放射能と食を考える

投稿者: | 2011年7月13日

 東京電力福島第一原発事故はいまだ収束の目処が立っていません。当初の危機的状況は緩和されたものの、5月半ばには遠方の神奈川県西部で茶葉が国の暫定規制値を越えるなど、土壌や海洋の放射能汚染についても範囲が拡大し続けています。影響の長期化も懸念され、生産者の苦悩は計り知れないものがあります。
 私は、放射能と食の問題を市民科学研究室の企画として取り上げようと、この間いろいろ調べていました。
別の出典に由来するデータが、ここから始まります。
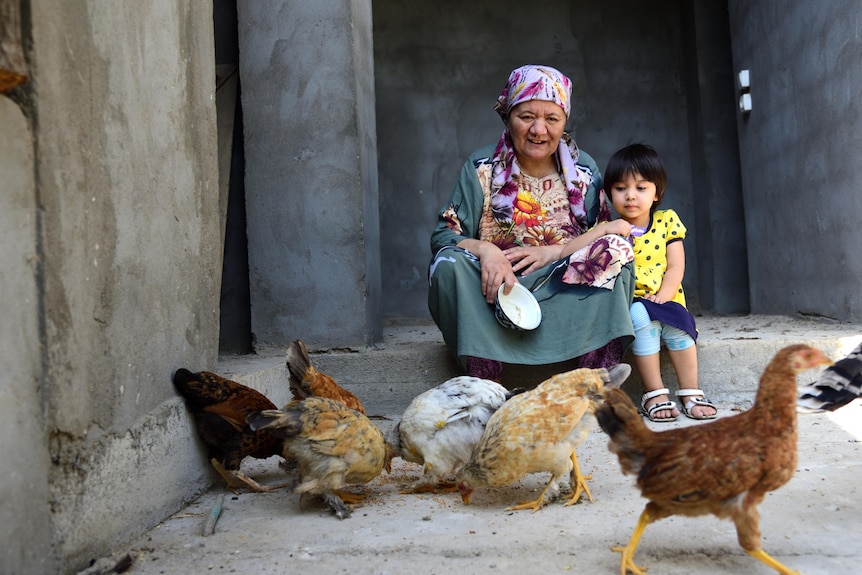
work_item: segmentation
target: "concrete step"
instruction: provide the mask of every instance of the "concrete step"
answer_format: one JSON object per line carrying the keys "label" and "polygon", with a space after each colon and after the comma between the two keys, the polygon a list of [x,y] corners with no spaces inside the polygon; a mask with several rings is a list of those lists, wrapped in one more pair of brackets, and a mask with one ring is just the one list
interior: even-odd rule
{"label": "concrete step", "polygon": [[[782,347],[807,343],[840,359],[862,341],[862,326],[824,319],[784,316],[702,316],[697,318],[700,387],[723,408],[747,409],[764,367]],[[301,335],[299,336],[301,337]],[[430,321],[391,322],[382,344],[355,350],[309,350],[314,366],[355,393],[369,414],[400,415],[410,400],[461,371]],[[289,401],[286,350],[268,348],[245,356],[222,356],[219,373],[260,390],[277,405]],[[623,359],[631,363],[631,357]],[[503,384],[531,387],[572,362],[549,366],[505,365]],[[662,375],[674,391],[673,367],[662,351]],[[816,373],[802,374],[807,383]],[[635,372],[624,389],[641,393]]]}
その中で、これまで生産者との信頼関係を地道に築いてきた生協や自然食品などをあつかう流通業者の対応に注目しています。
 これまで、これらの団体は、チェルノブイリの経験から国よりかなり厳しい放射能規制の自主基準を設けていました。放射能に対する「食の安全」を合理的・経済的に求めるのであれば、西日本その他から食品を「輸入」すればいいわけですが、これらの団体はそのような対応をしていません。逆に、自主基準を国の基準にまで緩和するといった対応を取っています。
 標準的な放射線防護の考え方では、放射性物質はできるだけ摂取しない方がよいということになります。一方、生産者との信頼関係は、食の安全を担保する大切な財産です。この両者を天秤にかけて、生産者との信頼関係の継続を優先させる方が、長期的に見てより重要であると判断したのでしょう。私個人としては、このような動きを支持したいと思っています。
 しかし、この心情はあくまで私個人のものであって、個々人の条件や考え方によって変わってあたりまえです。私の中でも、科学的な視点との間に完全な折り合いがついているわけではありません。特に子どもがいる場合は判断に迷うところです。これから市民科学研究室でも、放射能と食、農業や漁業との関係を取り上げることになると思います。しばらくの間はいろいろ考えさせられることになるでしょう。